Field	Required	Description
`name`	yes	Stable identifier referenced from eval YAML. Kebab-case.
`version`	yes	Semver string. Bump on any change to the body so historical eval runs stay comparable.
`scale`	yes	`pass-fail` (today) or `1-5` (reserved for future graded rubrics). The `prompt` grader scores via `set_waza_grade_pass`/`set_waza_grade_fail` tool calls, so `pass-fail` is the active scale.
`description`	yes	One-line summary used in reports and the CLI.
`goldens`	optional but recommended	Worked input/output examples with `expected: pass` or `expected: fail`. Used by the rubric’s unit tests to keep the prompt honest.

Body

The body is plain markdown. It is sent to the judge LLM as the prompt. Always end with explicit set_waza_grade_pass / set_waza_grade_fail instructions — that’s how the prompt grader gets a verdict.

How rendering works

When the grader runs:

If rubric: is set, waza resolves it (built-in by name, or loads the file at the given path).
The candidate output (and task input, when available) is appended to the rubric body under a ## Candidate output section.
The judge LLM receives the rendered prompt plus the set_waza_grade_pass and set_waza_grade_fail tools and returns a verdict.
The rubric name, version, scale, and source are attached to the grader result’s details.rubric so dashboards can attribute the verdict to a specific rubric version.

flowchart LR
  A[eval.yaml<br/>rubric: groundedness] --> B[ResolveRubric]
  B --> C{name<br/>or path?}
  C -- built-in --> D[embedded<br/>data/rubrics/*.md]
  C -- path --> E[user file]
  D --> F[Parse + Validate]
  E --> F
  F --> G[RenderPrompt<br/>body + candidate output]
  G --> H[Judge LLM]
  H --> I[set_waza_grade_pass<br/>or _fail]
  I --> J[GraderResults<br/>+ rubric metadata]

Writing your own rubric

Copy a built-in (e.g. internal/graders/data/rubrics/helpfulness.md) into your repo, for example ./rubrics/house-style.md.
Set a new name, bump version to 0.1.0, and rewrite the body.

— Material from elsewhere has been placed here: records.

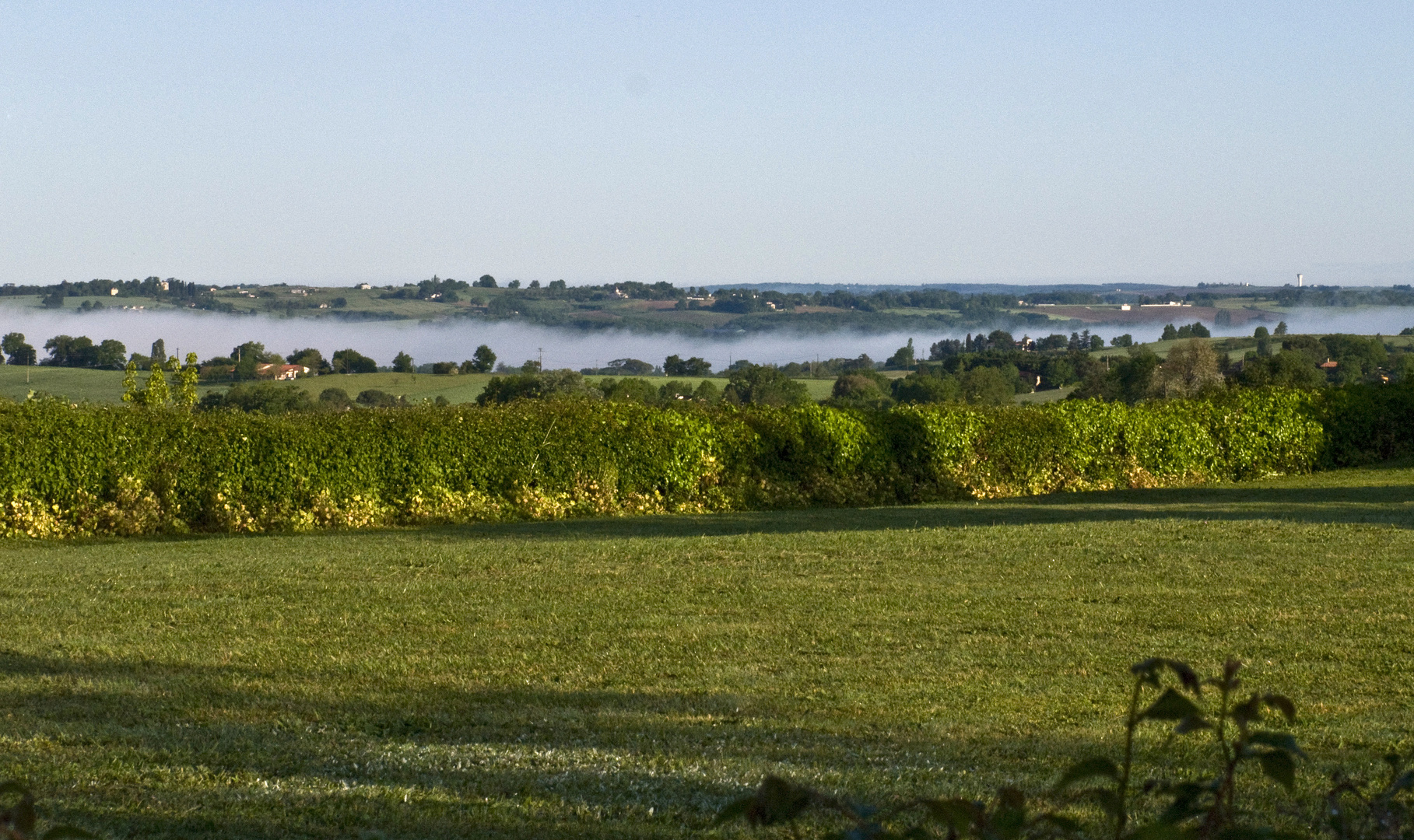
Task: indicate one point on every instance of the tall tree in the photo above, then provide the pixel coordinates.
(17, 351)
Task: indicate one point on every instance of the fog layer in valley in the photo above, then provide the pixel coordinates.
(211, 334)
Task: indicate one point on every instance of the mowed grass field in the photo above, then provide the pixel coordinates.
(624, 677)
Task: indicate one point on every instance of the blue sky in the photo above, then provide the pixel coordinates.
(707, 143)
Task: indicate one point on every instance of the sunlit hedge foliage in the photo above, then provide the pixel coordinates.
(85, 470)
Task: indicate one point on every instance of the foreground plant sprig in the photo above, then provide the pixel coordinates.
(19, 821)
(1197, 808)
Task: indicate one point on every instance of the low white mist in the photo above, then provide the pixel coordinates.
(212, 334)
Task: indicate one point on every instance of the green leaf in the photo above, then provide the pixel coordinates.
(1086, 770)
(1171, 706)
(1280, 768)
(1277, 741)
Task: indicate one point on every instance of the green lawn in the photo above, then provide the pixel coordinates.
(623, 677)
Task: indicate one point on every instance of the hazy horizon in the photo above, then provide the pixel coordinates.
(707, 145)
(211, 334)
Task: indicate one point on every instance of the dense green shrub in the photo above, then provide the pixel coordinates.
(74, 470)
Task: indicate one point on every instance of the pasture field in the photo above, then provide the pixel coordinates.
(624, 677)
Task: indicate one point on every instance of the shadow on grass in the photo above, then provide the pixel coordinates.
(146, 748)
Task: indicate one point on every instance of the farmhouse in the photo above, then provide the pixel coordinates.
(282, 371)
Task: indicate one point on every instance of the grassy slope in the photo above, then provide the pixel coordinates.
(562, 679)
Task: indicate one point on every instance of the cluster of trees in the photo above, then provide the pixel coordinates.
(275, 397)
(170, 290)
(65, 351)
(979, 385)
(1195, 366)
(757, 385)
(17, 351)
(434, 289)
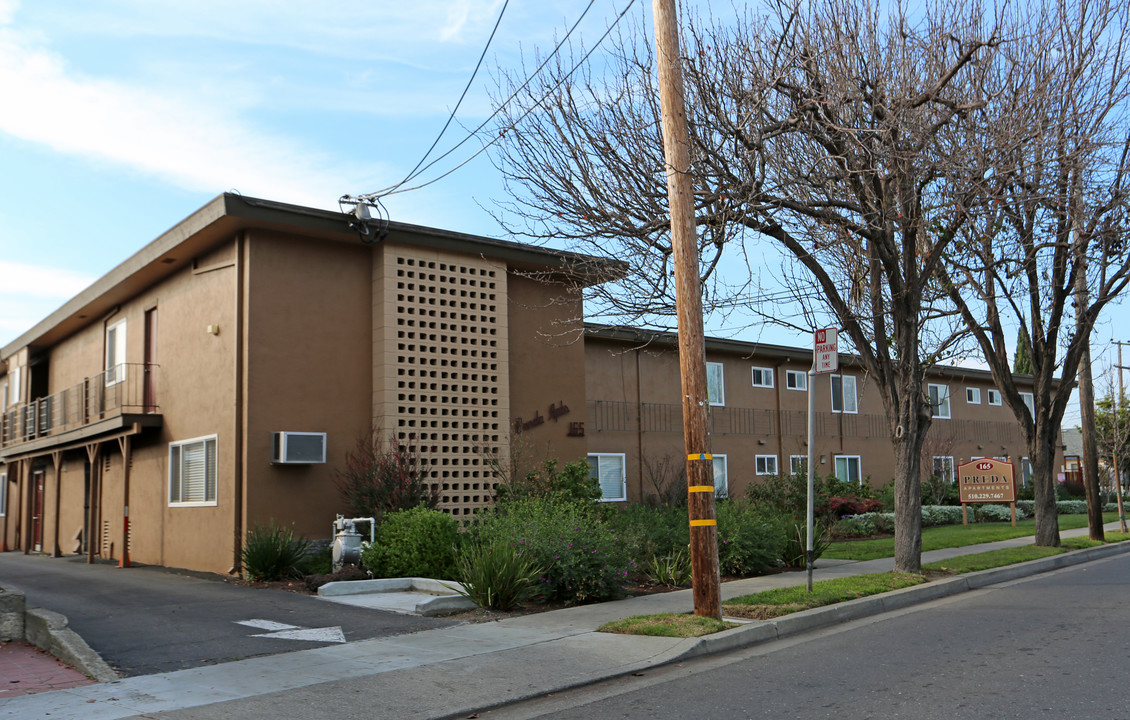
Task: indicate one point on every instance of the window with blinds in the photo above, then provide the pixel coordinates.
(192, 471)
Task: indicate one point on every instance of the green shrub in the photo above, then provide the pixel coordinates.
(1071, 506)
(748, 540)
(794, 534)
(272, 553)
(417, 543)
(496, 574)
(318, 563)
(933, 515)
(989, 512)
(582, 557)
(573, 482)
(382, 475)
(878, 522)
(648, 531)
(670, 570)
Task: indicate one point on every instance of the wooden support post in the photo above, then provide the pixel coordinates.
(123, 444)
(57, 459)
(94, 457)
(705, 581)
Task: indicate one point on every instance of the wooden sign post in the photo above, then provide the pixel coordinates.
(987, 480)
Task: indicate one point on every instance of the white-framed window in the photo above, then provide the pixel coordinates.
(762, 376)
(715, 387)
(796, 380)
(944, 468)
(14, 385)
(765, 465)
(721, 477)
(843, 395)
(115, 353)
(798, 463)
(192, 473)
(939, 399)
(608, 469)
(848, 469)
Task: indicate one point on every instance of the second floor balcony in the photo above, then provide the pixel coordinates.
(100, 404)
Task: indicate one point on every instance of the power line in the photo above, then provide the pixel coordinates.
(374, 197)
(463, 95)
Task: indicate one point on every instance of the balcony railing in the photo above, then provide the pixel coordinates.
(121, 390)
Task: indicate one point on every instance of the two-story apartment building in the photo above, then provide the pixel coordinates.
(758, 415)
(217, 379)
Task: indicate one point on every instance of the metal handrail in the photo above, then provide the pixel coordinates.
(119, 390)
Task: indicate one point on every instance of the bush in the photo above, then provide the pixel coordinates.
(990, 512)
(496, 574)
(878, 522)
(933, 515)
(748, 541)
(1071, 506)
(417, 543)
(671, 570)
(648, 531)
(383, 476)
(272, 553)
(582, 558)
(843, 505)
(572, 482)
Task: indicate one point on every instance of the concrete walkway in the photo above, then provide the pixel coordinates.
(466, 668)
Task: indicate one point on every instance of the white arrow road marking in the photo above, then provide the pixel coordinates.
(283, 631)
(267, 624)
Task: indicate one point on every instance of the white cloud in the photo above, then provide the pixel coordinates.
(40, 282)
(196, 142)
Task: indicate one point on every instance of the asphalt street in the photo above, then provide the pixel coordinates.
(150, 619)
(1046, 647)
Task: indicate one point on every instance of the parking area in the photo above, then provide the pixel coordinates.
(151, 619)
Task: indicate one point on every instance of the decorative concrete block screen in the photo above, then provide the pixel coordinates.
(451, 372)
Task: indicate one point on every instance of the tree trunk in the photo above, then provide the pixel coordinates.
(909, 489)
(1043, 459)
(1089, 448)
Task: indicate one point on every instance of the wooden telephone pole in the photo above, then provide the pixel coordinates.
(705, 580)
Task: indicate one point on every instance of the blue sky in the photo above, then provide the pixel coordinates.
(122, 116)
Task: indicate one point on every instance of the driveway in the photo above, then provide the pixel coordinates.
(151, 619)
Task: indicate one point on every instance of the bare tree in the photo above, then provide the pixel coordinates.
(1055, 218)
(834, 132)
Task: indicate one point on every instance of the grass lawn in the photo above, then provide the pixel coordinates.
(952, 536)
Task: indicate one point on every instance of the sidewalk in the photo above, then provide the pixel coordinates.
(466, 668)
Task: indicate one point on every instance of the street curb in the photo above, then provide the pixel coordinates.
(48, 631)
(756, 633)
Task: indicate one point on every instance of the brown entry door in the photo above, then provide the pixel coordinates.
(37, 483)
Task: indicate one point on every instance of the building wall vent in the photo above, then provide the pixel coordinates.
(297, 448)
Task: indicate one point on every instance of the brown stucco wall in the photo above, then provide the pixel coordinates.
(309, 369)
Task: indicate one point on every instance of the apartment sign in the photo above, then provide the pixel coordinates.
(985, 480)
(825, 355)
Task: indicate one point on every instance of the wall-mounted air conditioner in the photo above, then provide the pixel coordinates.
(297, 448)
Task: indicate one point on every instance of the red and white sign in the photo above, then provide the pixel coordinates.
(825, 355)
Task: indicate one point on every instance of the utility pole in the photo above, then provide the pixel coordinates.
(705, 581)
(1118, 441)
(1087, 415)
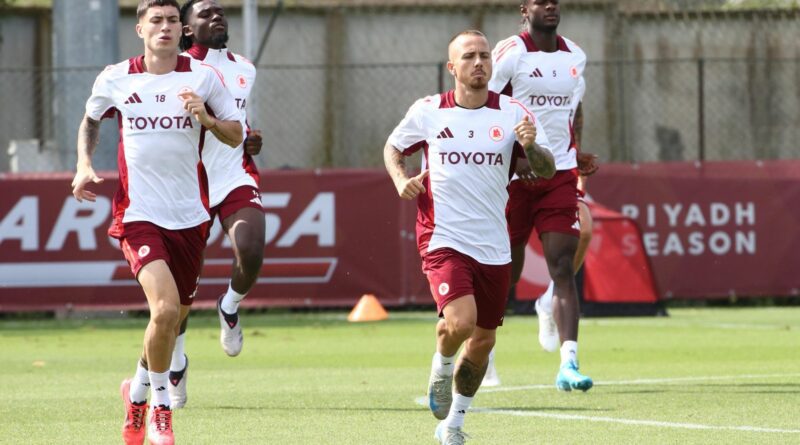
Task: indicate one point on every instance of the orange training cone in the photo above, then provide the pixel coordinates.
(368, 308)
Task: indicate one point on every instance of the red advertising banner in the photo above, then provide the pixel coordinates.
(714, 229)
(616, 266)
(332, 236)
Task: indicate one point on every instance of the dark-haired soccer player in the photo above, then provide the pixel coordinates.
(234, 196)
(160, 211)
(544, 71)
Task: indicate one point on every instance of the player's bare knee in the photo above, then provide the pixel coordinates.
(165, 315)
(251, 257)
(482, 346)
(461, 328)
(562, 269)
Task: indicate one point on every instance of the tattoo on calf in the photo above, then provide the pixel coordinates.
(468, 377)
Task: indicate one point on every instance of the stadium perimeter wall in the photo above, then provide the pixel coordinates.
(712, 230)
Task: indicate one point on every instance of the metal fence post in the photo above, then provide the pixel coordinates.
(701, 115)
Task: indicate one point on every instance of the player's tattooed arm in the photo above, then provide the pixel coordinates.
(395, 162)
(541, 159)
(468, 377)
(88, 138)
(227, 132)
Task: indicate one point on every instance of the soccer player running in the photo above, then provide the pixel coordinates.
(232, 181)
(471, 138)
(544, 71)
(160, 210)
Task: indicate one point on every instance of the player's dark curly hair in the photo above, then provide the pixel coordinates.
(144, 5)
(186, 41)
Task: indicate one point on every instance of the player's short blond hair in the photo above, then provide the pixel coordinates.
(468, 32)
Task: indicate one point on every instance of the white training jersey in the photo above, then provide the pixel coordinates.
(228, 168)
(161, 176)
(470, 154)
(551, 85)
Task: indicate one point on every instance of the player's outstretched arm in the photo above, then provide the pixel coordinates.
(88, 138)
(541, 160)
(407, 188)
(227, 132)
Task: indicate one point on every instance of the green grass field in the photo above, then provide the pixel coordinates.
(700, 376)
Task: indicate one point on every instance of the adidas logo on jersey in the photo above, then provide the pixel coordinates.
(134, 99)
(445, 134)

Reference it from your eval YAML:

- type: prompt
  name: house_style
  config:
    rubric: ./rubrics/house-style.md
    model: "gpt-4o-mini"

Add goldens for at least one passing and one failing case — these are your regression net when the rubric body changes.

Non-goals

The first version of the rubric library intentionally does not include:

Judge calibration / inter-judge variance reporting. Tracked separately.
Multi-judge aggregation. Tracked separately.
Safety/adversarial rubrics. Tracked in #365.

If you need any of these, please file or comment on the linked issues.